We the people of Ghana seek the blessings of liberty. It is for ourselves and our posterity. Life is precious. Man is the meaning of all creation. Indeed ever since the world was made, very few rejoice in any other thing than a seed reproducing her a kind. That is life. All laws are made to grow and protect same. And we go to work on them. It is thus unforgivable to allow anything to stand in the way of bringing life to life. And yet Preeclampsia stands in the way of many families with often devastating fatal consequence: both mother and child die. We cannot celebrate the disease. We must crush it. In order to do this successfully, we equally need to know it, understand its nature, and then we can overcome it.

In the view of medicine, preeclampsia is a condition in pregnancy characterized by abrupt hypertension (a sharp rise in blood pressure), albuminuria (leakage of large amounts of the protein albumin into the urine) and edema (swelling) of the hands, feet, and face. Preeclampsia is the most common complication of pregnancy. It affects about 5% of all pregnancies worldwide. It often occurs in the third trimester (the last third) of pregnancy.

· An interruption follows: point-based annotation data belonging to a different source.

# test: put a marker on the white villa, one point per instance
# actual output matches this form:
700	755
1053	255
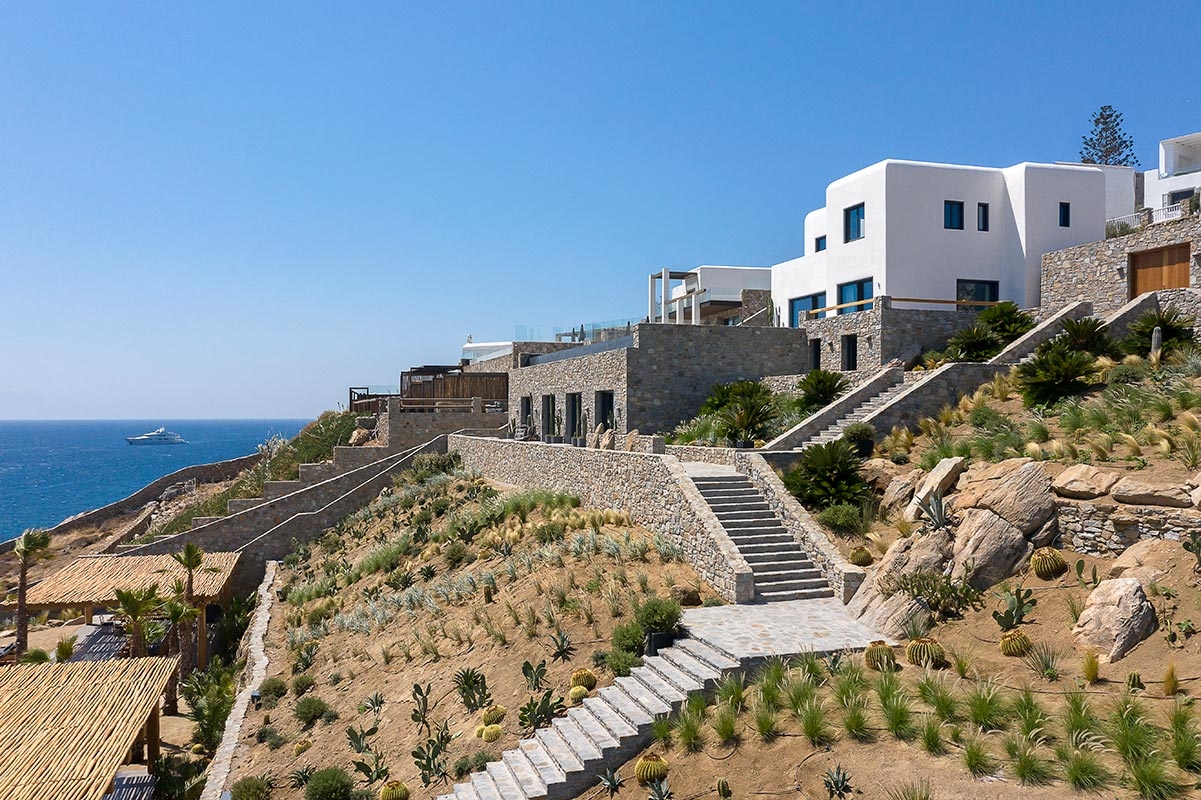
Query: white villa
944	232
1178	178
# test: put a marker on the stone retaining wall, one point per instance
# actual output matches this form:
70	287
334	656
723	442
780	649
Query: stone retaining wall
652	489
843	577
1100	270
1106	529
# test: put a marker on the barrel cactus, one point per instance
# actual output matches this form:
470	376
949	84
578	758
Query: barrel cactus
394	790
1015	643
879	656
860	556
585	678
650	768
925	651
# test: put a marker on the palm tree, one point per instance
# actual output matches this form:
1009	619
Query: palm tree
138	606
179	615
191	559
34	543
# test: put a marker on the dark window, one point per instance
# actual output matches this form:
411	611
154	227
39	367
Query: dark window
604	410
853	222
853	292
799	305
952	215
981	291
850	352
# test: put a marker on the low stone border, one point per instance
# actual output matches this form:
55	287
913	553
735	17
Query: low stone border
256	668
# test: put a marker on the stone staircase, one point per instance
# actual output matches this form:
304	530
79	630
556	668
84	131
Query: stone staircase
855	415
782	569
604	730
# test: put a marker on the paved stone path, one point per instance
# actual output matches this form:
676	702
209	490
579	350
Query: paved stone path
787	628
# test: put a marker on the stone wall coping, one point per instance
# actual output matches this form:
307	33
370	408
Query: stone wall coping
1040	333
844	577
831	413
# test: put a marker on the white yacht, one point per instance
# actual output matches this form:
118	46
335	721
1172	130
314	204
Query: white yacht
161	436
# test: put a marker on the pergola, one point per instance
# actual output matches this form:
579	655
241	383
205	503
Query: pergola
90	583
67	728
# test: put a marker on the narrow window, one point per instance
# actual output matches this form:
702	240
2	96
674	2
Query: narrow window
853	222
952	215
854	292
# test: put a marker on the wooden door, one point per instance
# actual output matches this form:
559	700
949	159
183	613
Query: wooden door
1159	269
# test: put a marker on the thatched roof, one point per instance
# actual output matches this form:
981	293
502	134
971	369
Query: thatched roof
66	728
91	580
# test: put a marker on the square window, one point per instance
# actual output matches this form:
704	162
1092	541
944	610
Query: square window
800	306
853	222
952	215
853	292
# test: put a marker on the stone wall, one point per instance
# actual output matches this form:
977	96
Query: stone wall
1107	529
652	489
843	577
201	473
1100	270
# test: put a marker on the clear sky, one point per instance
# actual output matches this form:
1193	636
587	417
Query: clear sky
239	209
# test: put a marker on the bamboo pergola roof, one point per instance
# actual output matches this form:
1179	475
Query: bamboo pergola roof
66	728
91	580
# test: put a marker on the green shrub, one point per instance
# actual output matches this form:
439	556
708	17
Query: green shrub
251	788
310	709
828	475
629	637
657	615
1007	321
1176	328
819	388
975	342
1053	374
1088	335
330	783
846	519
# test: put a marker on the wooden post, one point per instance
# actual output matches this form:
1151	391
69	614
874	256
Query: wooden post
202	639
153	739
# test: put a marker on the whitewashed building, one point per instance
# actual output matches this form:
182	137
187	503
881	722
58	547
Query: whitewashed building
942	232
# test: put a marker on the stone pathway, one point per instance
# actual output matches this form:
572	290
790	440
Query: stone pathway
615	723
752	633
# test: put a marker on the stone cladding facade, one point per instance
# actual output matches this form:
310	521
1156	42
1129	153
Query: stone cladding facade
652	489
1107	529
1100	270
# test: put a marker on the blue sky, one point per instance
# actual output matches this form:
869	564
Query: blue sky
240	209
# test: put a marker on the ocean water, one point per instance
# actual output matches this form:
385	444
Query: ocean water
54	470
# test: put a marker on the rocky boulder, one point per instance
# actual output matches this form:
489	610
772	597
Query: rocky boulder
987	548
1083	482
1136	493
939	479
1116	618
1019	490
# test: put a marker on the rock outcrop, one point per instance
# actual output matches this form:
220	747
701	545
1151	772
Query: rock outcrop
1116	618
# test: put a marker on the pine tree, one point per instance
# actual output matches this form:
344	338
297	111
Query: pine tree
1107	143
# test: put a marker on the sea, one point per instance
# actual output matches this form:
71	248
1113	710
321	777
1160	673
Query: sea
54	470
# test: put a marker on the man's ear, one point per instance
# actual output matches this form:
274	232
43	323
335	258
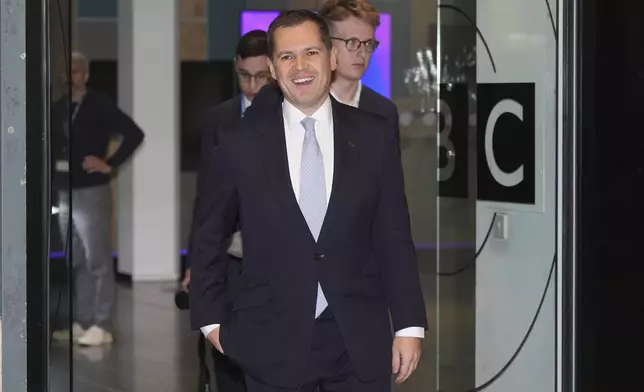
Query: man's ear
271	67
334	58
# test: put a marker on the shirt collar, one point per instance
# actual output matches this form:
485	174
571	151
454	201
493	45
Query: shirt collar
356	98
294	115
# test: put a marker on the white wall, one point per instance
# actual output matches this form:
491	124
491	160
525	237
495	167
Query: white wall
512	273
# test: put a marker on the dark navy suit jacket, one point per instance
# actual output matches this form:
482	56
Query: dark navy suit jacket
364	258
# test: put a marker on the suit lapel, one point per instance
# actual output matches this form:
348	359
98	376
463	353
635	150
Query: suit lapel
344	155
277	170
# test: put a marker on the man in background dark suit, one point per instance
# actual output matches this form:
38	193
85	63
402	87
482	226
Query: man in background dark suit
328	254
253	73
353	27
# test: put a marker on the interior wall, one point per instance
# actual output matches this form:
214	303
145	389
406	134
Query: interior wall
512	272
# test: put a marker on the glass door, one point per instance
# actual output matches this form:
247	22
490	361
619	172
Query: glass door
496	204
60	274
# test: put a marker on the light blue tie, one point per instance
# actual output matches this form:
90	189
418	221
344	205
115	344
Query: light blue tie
313	192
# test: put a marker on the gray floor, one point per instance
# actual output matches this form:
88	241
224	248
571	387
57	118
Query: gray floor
156	351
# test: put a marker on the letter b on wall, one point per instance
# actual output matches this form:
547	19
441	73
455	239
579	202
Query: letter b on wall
506	142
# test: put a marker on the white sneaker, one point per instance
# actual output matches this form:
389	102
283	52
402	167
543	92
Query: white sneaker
95	336
63	335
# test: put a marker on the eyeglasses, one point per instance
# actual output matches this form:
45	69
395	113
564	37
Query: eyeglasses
354	44
260	77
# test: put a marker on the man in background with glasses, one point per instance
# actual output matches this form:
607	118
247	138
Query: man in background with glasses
353	25
253	73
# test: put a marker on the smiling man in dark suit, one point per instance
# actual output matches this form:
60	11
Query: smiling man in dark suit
329	262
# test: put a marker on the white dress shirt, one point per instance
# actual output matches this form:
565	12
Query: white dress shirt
294	132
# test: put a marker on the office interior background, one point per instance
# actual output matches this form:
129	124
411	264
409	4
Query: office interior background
522	155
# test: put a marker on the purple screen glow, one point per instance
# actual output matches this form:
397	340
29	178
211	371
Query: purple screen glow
378	76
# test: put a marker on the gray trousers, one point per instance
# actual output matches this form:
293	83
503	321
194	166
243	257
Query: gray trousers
91	258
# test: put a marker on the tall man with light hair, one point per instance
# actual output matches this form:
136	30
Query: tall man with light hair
82	173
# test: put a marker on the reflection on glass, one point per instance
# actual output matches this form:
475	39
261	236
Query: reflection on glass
61	359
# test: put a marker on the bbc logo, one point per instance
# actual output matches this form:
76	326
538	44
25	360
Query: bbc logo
505	152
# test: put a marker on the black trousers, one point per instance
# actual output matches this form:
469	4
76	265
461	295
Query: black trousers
228	376
329	368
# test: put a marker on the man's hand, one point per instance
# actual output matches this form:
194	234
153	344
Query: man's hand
213	337
185	284
406	355
92	164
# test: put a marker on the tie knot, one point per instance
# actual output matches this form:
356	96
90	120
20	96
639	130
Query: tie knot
308	123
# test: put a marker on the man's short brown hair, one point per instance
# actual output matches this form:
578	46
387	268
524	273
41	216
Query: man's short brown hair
340	10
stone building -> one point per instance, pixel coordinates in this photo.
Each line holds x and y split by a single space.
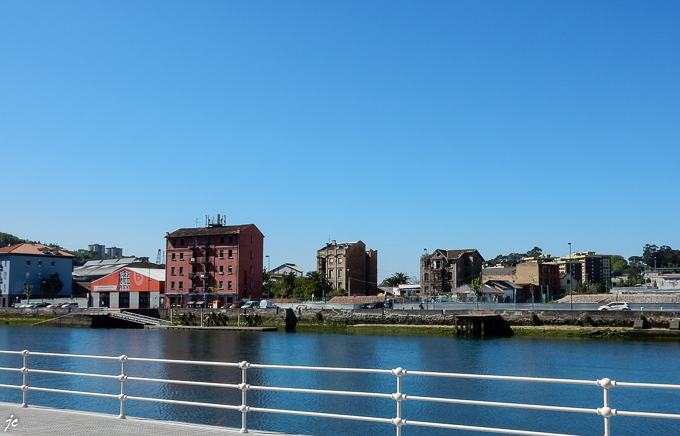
349 266
444 270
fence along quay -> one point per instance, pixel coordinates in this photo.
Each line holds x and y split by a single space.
126 377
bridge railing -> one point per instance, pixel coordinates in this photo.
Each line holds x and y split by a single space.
398 396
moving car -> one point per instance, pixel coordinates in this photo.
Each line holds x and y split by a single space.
266 304
615 306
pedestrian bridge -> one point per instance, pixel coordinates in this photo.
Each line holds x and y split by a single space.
24 418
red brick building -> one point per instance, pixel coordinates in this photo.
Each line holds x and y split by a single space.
214 265
129 288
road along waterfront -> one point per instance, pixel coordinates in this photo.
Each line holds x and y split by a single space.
640 361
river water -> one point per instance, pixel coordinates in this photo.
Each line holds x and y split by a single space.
651 362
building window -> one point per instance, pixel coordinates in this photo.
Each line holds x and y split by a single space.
124 281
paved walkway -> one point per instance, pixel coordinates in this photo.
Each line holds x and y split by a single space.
45 421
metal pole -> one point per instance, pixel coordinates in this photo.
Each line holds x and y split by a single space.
243 408
122 377
24 372
571 278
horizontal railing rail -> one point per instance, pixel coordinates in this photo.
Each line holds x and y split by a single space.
399 396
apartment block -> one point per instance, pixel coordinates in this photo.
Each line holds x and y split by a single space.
444 270
213 265
349 266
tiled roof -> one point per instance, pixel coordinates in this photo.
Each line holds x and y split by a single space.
207 231
35 249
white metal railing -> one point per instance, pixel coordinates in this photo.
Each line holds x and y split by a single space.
399 396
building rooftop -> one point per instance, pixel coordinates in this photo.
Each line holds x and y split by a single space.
36 249
208 231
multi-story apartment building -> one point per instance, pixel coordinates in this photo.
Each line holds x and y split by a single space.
444 270
114 252
540 278
215 263
27 266
349 266
587 268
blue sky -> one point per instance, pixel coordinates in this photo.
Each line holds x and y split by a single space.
408 125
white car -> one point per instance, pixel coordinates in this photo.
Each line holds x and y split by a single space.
615 306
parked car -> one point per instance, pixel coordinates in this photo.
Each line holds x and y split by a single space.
251 305
615 306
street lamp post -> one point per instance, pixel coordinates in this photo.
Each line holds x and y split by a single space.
269 279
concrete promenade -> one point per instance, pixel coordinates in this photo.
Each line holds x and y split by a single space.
45 421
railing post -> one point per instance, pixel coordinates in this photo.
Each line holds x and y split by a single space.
605 411
398 397
24 383
122 377
243 386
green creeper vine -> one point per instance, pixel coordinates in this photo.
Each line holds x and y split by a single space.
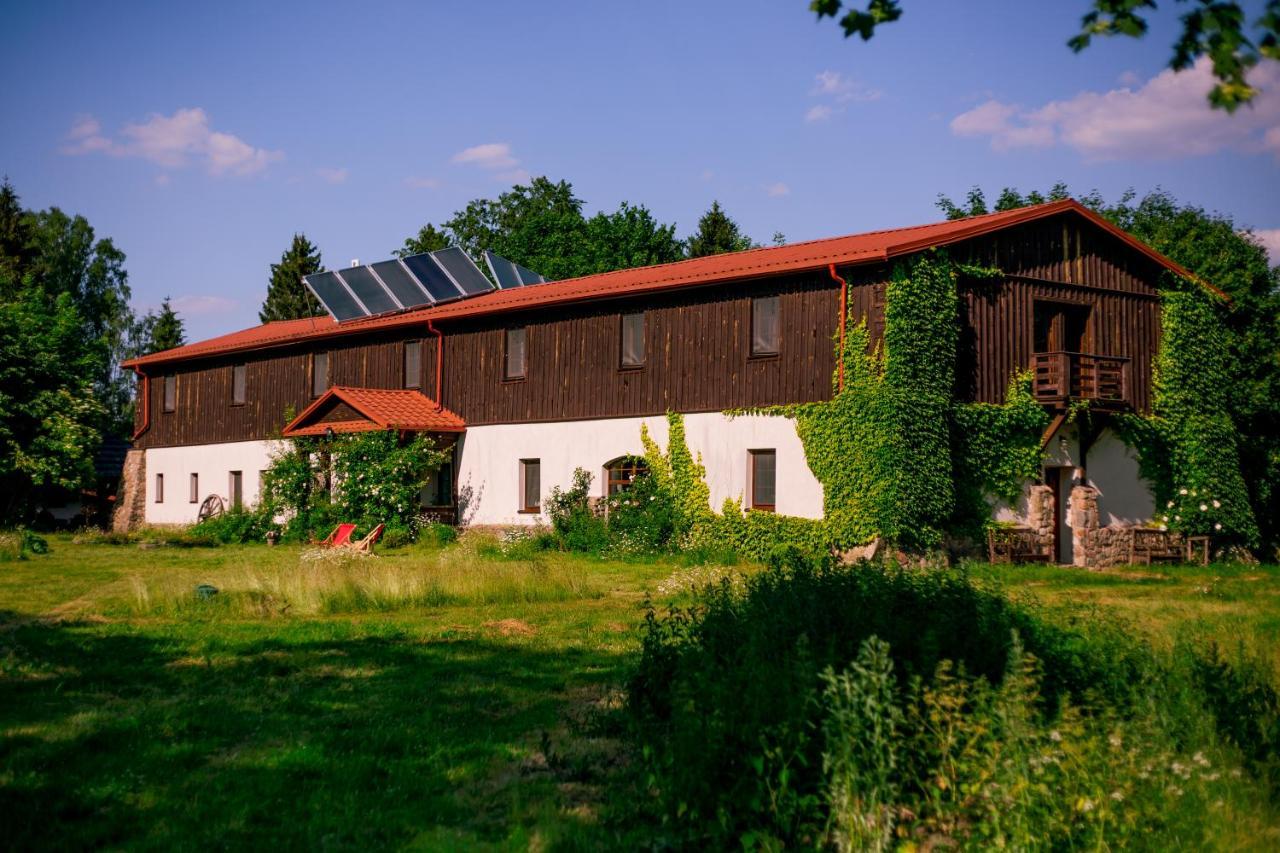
1188 448
896 456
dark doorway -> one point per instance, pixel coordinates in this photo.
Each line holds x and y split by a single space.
1061 327
1059 479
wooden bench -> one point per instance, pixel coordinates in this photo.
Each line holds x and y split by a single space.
1148 546
1015 544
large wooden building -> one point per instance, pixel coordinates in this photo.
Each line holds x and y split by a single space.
530 383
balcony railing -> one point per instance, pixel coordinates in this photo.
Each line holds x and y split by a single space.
1061 377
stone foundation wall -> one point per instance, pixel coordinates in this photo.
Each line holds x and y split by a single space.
131 497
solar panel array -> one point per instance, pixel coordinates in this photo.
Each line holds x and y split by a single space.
416 281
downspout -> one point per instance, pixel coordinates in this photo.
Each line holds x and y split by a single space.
439 364
146 404
844 322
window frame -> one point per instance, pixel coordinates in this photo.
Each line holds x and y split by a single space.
525 509
506 355
412 378
242 370
622 341
752 470
777 342
328 373
169 402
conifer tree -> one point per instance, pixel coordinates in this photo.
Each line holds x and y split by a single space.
167 329
287 297
717 233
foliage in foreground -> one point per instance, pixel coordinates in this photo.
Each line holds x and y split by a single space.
868 707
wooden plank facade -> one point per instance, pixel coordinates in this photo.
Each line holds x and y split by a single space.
696 342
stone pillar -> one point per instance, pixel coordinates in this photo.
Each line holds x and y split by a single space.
1084 523
131 497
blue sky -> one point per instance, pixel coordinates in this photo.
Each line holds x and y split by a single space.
201 138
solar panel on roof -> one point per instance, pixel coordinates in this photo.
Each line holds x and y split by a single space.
503 270
334 296
402 286
432 277
462 270
369 290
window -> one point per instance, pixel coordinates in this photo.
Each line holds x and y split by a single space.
622 471
412 364
515 365
632 340
764 325
319 373
170 393
238 384
530 484
764 469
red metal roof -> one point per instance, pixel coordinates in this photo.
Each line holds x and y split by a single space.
757 263
408 410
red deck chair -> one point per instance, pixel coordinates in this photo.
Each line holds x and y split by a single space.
339 537
366 544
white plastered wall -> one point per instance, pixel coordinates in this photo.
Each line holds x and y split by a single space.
1124 497
214 464
489 460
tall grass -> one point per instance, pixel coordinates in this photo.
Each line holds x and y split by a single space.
344 583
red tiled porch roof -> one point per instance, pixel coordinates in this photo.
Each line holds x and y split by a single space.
378 409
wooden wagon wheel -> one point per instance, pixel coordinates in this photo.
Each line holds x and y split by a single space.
211 506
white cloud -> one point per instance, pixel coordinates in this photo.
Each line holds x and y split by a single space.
492 155
818 113
202 305
1165 118
415 182
1270 237
172 142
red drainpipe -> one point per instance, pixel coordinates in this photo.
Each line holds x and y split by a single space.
439 364
844 322
146 404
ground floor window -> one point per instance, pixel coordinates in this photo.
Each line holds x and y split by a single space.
764 468
530 484
622 471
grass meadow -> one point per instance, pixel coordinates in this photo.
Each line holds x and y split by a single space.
434 698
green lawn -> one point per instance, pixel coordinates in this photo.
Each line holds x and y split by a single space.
426 698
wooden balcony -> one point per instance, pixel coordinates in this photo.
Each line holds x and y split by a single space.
1061 378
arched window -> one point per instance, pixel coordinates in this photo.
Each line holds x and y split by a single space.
622 471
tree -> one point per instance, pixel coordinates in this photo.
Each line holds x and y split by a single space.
428 238
1215 249
165 332
287 297
1212 28
717 233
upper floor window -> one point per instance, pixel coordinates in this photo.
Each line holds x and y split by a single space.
764 471
530 484
766 329
412 364
170 393
632 340
516 359
238 384
319 373
621 473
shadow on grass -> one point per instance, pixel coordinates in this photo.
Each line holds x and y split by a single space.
314 737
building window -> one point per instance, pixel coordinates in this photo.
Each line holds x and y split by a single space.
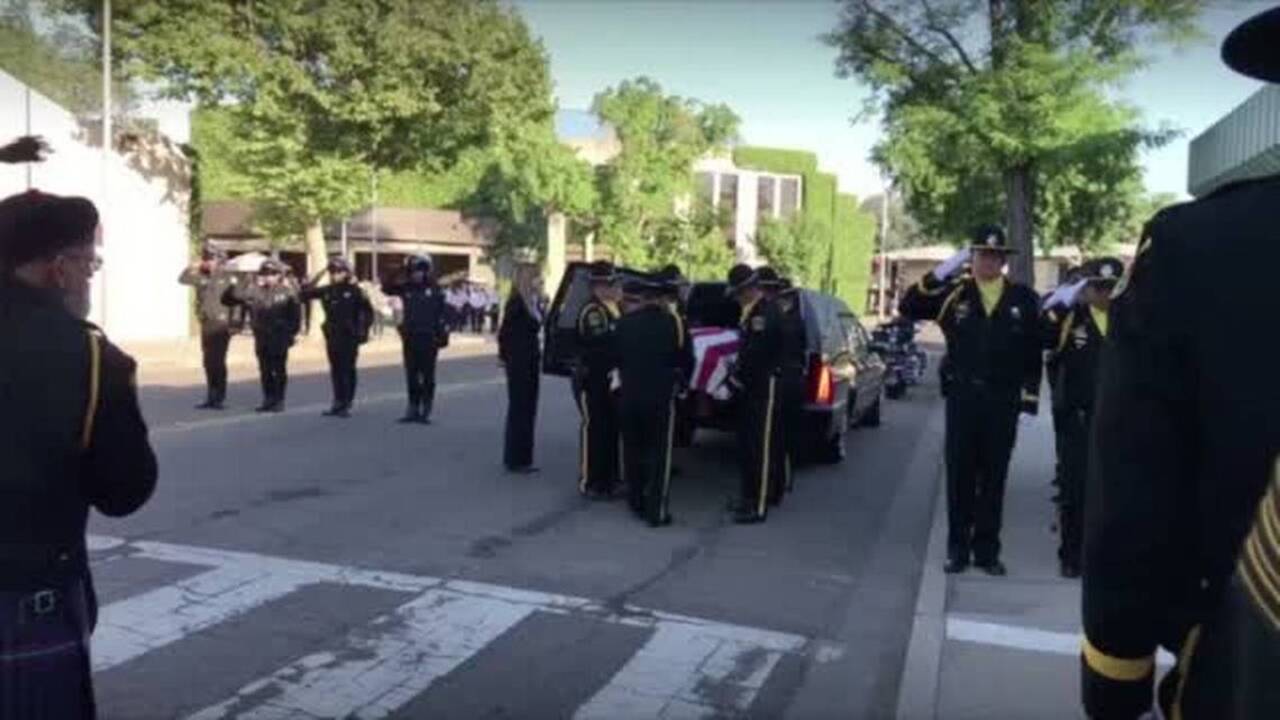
790 197
764 205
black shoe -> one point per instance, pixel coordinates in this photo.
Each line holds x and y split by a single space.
996 569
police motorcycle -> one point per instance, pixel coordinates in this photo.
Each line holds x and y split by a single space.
895 341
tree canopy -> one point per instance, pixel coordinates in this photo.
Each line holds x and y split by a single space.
1016 94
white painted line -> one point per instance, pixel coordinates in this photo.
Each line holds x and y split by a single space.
380 668
1032 639
311 409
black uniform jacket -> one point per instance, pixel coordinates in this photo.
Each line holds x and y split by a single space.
1185 429
1001 351
71 436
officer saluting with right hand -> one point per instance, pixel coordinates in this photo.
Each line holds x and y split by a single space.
72 438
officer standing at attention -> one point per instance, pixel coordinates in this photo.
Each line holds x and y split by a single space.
993 360
210 282
1185 433
792 378
72 437
347 318
277 318
599 441
654 360
424 331
755 382
1074 327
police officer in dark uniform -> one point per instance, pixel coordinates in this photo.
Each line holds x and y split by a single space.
1185 433
599 442
424 331
72 438
210 282
654 360
277 318
1074 327
347 317
792 378
755 383
993 359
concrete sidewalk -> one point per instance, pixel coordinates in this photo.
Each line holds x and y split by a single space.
1000 648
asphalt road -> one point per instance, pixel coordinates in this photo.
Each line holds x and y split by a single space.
301 566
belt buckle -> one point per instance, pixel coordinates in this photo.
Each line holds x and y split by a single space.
44 602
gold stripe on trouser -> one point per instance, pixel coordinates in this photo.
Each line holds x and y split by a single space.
1184 668
584 442
666 472
764 464
95 386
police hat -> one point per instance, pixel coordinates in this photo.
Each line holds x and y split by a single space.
741 277
991 237
602 272
1102 270
37 226
1253 48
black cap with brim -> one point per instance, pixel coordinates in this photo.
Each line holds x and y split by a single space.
1253 48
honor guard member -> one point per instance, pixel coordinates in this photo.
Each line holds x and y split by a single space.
72 438
1185 434
1074 327
347 317
991 327
599 440
210 282
277 319
755 381
792 378
424 331
654 360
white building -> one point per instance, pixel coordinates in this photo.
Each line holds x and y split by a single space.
142 192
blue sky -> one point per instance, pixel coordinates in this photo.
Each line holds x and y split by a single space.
764 59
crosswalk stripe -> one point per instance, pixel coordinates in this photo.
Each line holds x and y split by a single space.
371 677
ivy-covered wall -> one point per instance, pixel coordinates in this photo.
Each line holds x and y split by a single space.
851 241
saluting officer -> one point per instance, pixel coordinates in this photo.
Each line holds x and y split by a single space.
1185 434
72 438
792 376
347 317
654 360
424 331
210 282
993 363
755 379
1074 326
599 441
277 318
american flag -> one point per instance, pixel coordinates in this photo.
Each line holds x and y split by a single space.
714 351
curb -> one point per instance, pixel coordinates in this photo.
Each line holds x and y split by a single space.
922 670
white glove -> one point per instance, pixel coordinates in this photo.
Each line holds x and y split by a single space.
1066 295
950 265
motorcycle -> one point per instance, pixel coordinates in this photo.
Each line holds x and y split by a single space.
904 361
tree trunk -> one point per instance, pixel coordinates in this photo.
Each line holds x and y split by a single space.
318 255
1019 192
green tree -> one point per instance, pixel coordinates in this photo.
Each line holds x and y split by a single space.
1014 90
662 136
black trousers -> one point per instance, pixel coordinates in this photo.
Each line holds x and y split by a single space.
982 427
599 442
213 349
762 455
274 374
1074 452
648 431
343 355
522 379
420 355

In their Book: Understanding Preeclampsia a guide for parents and health professional, published in 2017, Joyce Cowan, Professor Chris Redman, and Isabel Walker, place emphasis on the need to define this medical condition. They asserted:

“A major obstacle to progress in understanding and managing pre-eclampsia has been a striking lack of consensus on how the condition should be defined.”

These scholars in the field further state that the disease definitions are important for two main reasons. The reasons are stated thus:

  1. Diagnosis and treatment: if an illness is not clearly defined it is impossible to diagnose it accurately and treat it systematically;
  2. Research: if an illness is not clearly defined, different terms of researchers cannot be sure that they are all studying the same condition.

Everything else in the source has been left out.